The Place to Be is located on a non-descript commercial strip on Claiborne Avenue in the city’s Central City neighborhood. An employee unlocked the front door to admit us, and once inside, we were immediately welcomed as if we were old friends in a family rec room. The ceilings were low; Christmas lights hung over the bar; and red light bulbs filled the ceiling-fan sockets. Several women dished out large places of ribs with red beans and rice—free to customers on Saints game days.
Sunday night’s gathering was a celebration of trombone player Doc Lewis’ birthday. A musician who played with James Brown’s band, Lewis (left) is now a fixture on the streets of the French Quarter. In keeping with local tradition, well-wishers pinned dollar bills onto Lewis’ shirt as he got ready to play an electrifying set. He was joined by some top-flight musicians, including blues guitarist John T. Lewis (below, red shirt), who has played with R&B legends like Jean Knight (“Mr. Big Stuff”) and Ernie K-Doe (“Mother-in-Law”); Robert “BJ” Harvey, the bass guitarist for Soul Queen Irma Thomas; keyboard player Jake Francis; and crooner extraordinaire C.P. Love (bottom photo), who has opened for the likes of B.B. King and whose voice filled the room with a tangible charge. When the drummer, Tokyo native Miyumi Shara, was introduced, a table full of women in Saints T-shirts shouted, “Sister!”
This was a bar full of friends celebrating the birthday of one of their own, and the music sizzled with an emotional intensity born of that intimacy.
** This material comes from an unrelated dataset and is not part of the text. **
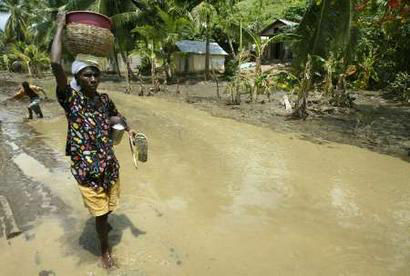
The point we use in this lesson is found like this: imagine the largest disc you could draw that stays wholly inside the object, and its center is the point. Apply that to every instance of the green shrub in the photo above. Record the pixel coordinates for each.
(400, 87)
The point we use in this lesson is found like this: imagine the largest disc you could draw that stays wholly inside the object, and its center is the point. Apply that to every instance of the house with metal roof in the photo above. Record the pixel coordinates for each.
(278, 51)
(190, 57)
Customers leaned into the musicians to whisper requests; they danced at their tables; they threw their heads back in laughter as Doc Lewis wove this way through the bar playing his trombone in the faces of his loved ones. They traded good-natured banter with the trombonist about how many weeks one properly celebrates a birthday. A bartender recruited several patrons to carry in even more food from a waiting car. A big screen in back broadcast a series of sporting events, but no one paid attention. The party was up front.
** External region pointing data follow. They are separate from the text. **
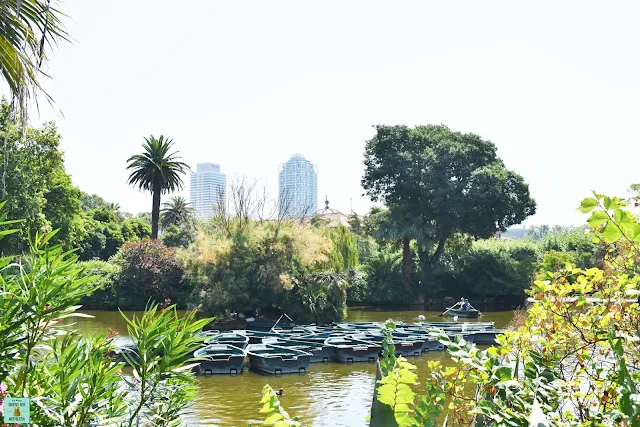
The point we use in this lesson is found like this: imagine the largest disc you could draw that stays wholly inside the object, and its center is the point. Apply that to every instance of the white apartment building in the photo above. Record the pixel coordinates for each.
(208, 188)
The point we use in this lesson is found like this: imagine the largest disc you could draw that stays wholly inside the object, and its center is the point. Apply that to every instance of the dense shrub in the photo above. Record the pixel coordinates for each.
(358, 290)
(106, 285)
(318, 297)
(149, 272)
(491, 268)
(175, 236)
(255, 268)
(384, 279)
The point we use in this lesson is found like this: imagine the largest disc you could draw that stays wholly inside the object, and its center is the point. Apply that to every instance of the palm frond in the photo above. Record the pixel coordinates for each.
(26, 28)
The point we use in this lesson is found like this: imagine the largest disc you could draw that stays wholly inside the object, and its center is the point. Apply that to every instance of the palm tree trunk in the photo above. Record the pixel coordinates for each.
(155, 212)
(406, 265)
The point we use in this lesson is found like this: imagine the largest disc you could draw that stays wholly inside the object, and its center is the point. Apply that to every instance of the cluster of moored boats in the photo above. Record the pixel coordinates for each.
(292, 350)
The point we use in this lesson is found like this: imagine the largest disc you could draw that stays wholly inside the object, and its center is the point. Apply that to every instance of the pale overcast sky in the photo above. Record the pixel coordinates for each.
(555, 85)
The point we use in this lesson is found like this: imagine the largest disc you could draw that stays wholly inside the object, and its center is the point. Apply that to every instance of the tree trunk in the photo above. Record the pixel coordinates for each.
(406, 266)
(155, 212)
(440, 249)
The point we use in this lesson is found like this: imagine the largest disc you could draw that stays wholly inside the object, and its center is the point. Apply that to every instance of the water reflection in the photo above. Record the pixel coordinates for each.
(329, 395)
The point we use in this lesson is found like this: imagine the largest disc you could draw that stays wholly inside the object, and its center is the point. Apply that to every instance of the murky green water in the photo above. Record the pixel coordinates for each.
(329, 395)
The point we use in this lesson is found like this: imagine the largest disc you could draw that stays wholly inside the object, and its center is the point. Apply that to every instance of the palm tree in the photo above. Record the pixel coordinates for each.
(158, 171)
(26, 28)
(176, 211)
(395, 225)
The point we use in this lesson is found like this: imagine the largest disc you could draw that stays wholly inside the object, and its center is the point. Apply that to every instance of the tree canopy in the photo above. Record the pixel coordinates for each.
(445, 182)
(158, 171)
Two days later, John T. Lewis told us that The Place to Be reminds him of the bars he started playing thirty years ago. “If you could imagine: Smoke-filled room. You walk in there, man, and you know it’s going to be great because of the excitement in the air and the anticipation of the audience. I would actually look for a particular type of place that had a certain smell. It’s the aroma of what was about to happen.” What was that smell? we asked him. “It was spitoons,” he said. “And liquor. Old spilled liquor on the bars and beer and cigars. And smoke. And stuff.”
“We would play in those places until our fingers bled,” he said. “We didn’t want to leave.”
We would not have discovered The Place to Be if not for our scheduled interview with John T. Lewis. The gig was not listed in the WWOZ community calendar or the alternative newspaper Gambit. New Orleans has fewer of these neighborhood bars than it used to, where neighbors could gather to hear blues and R&B in a true community environment. But they’re still out there, providing as authentic a blues experience as one could imagine in the Crescent City.